Le 21 Mai 2024, la directrice de l’établissement a saisi le juge des libertés et de la détention aux fins de poursuite de l’hospitalisation complète de Monsieur [O] [I].
A l’audience du 24 Mai 2024, Me Carole YTURBIDE, conseil de Monsieur [O] [I], a été entendu en ses observations.
L’affaire a été mise en délibéré à ce jour.
MOTIFS
Le 14 mai 2024, la directrice de L’EPS DE [7] a prononcé la décision d’admission en soins psychiatriques de Monsieur [O] [I].

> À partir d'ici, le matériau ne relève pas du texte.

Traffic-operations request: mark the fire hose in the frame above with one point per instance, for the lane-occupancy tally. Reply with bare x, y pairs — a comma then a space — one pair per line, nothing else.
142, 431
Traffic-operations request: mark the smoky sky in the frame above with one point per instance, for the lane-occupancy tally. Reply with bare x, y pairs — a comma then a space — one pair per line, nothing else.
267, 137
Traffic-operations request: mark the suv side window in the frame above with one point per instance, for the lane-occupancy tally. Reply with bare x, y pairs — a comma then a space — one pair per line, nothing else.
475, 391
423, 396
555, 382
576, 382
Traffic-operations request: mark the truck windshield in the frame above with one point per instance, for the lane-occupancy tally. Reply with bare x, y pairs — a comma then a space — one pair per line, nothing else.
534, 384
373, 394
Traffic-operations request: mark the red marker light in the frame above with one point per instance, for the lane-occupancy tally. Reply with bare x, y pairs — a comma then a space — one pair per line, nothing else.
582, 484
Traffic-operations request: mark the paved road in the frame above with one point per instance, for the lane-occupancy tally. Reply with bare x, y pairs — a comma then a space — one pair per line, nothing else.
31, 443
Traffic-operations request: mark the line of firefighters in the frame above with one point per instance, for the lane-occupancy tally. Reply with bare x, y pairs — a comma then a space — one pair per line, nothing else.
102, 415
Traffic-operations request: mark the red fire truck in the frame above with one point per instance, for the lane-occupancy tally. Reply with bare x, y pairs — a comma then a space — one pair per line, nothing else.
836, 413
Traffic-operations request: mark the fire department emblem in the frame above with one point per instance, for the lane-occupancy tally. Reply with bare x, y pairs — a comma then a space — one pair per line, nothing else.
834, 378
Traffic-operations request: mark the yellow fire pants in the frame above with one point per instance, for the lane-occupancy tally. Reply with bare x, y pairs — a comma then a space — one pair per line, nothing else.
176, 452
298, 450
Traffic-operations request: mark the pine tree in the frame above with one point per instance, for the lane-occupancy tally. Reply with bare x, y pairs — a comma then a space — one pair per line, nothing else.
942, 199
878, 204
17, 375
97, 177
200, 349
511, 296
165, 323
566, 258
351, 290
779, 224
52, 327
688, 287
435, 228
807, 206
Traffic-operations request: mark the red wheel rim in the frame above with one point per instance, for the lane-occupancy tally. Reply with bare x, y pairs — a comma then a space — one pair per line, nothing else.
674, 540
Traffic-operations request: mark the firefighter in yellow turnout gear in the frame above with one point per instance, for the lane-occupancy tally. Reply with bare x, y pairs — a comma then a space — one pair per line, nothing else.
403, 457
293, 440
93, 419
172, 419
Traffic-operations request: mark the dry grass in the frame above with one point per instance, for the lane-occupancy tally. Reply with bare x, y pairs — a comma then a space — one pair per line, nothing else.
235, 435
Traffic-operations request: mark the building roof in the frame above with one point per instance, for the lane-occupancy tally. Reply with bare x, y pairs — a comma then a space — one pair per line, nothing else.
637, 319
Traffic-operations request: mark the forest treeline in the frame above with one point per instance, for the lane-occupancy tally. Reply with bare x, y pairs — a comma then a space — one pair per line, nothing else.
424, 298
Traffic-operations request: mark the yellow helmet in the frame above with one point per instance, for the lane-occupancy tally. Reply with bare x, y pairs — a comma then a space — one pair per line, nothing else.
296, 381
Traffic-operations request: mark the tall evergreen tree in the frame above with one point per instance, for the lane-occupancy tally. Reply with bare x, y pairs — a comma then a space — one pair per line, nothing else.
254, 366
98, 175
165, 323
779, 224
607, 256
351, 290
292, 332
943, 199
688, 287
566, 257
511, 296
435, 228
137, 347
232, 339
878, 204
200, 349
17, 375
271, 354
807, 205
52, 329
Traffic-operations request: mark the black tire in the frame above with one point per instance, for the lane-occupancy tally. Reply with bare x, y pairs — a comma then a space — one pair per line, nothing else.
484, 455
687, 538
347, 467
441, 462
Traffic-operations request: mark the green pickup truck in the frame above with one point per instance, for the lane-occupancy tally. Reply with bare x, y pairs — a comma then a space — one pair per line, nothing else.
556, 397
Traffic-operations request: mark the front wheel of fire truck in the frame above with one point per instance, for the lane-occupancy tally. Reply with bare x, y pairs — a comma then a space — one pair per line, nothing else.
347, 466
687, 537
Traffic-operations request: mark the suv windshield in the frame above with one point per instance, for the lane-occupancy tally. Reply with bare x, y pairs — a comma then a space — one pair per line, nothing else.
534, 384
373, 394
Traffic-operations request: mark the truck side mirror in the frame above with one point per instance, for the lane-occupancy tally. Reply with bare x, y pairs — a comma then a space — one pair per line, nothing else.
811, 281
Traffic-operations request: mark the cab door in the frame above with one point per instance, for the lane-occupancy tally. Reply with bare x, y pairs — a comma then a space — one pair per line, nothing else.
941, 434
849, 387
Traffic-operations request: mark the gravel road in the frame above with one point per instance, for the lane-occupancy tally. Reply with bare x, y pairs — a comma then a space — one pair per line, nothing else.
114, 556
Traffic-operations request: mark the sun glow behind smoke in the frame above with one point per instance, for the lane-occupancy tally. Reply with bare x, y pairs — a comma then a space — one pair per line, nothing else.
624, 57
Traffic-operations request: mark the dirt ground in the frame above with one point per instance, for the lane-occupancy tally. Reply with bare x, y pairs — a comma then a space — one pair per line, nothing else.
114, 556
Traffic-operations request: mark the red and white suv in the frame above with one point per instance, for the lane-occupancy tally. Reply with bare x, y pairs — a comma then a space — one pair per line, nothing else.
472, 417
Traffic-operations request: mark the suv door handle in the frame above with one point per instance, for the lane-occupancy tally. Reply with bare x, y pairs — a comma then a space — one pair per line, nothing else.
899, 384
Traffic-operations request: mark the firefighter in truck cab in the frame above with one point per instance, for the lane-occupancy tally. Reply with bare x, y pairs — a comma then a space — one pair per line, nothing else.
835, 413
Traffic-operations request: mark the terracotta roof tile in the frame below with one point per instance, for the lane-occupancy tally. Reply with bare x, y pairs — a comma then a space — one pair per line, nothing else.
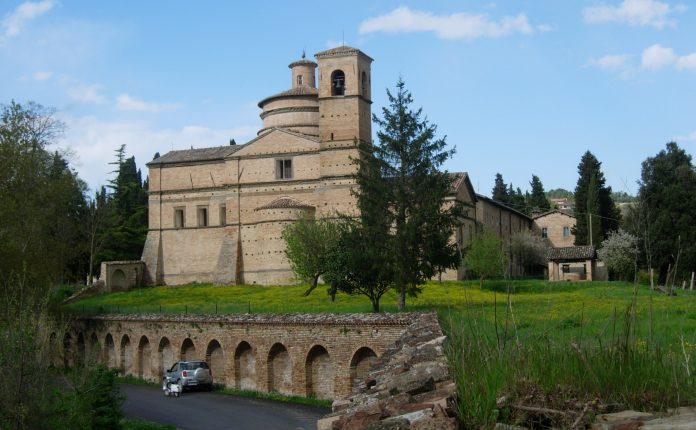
284, 202
197, 154
297, 91
585, 252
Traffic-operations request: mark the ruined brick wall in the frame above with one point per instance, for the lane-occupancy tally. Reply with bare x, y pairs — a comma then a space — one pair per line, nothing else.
299, 354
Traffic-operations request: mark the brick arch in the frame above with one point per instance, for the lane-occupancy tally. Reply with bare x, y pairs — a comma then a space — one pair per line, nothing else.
165, 355
93, 348
68, 356
279, 367
319, 373
144, 359
188, 350
110, 351
215, 357
81, 352
244, 367
126, 350
53, 347
360, 364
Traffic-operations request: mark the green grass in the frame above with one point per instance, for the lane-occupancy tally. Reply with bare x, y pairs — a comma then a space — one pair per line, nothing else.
558, 345
128, 424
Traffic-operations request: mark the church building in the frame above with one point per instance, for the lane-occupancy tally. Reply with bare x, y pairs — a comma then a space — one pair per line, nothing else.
217, 214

Depuis cette date, Monsieur [O] [I] fait l’objet d’une hospitalisation complète au sein de L’EPS DE [7].
Sur la poursuite de la mesure de soins psychiatriques
Aux termes de l’article L. 3212-1 du code de la santé publique, une personne atteinte de troubles mentaux ne peut faire l’objet de soins psychiatriques sur la décision de la directrice d’un établissement mentionné à l’article L. 3222-1 du même code que lorsque les deux conditions suivantes sont réunies :
1° Ses troubles mentaux rendent impossible son consentement ;
2° Son état mental impose des soins immédiats assortis soit d’une surveillance médicale constante justifiant une hospitalisation complète, soit d’une surveillance médicale régulière justifiant une prise en charge sous la forme mentionnée au 2° de l’article L. 3211-2-1.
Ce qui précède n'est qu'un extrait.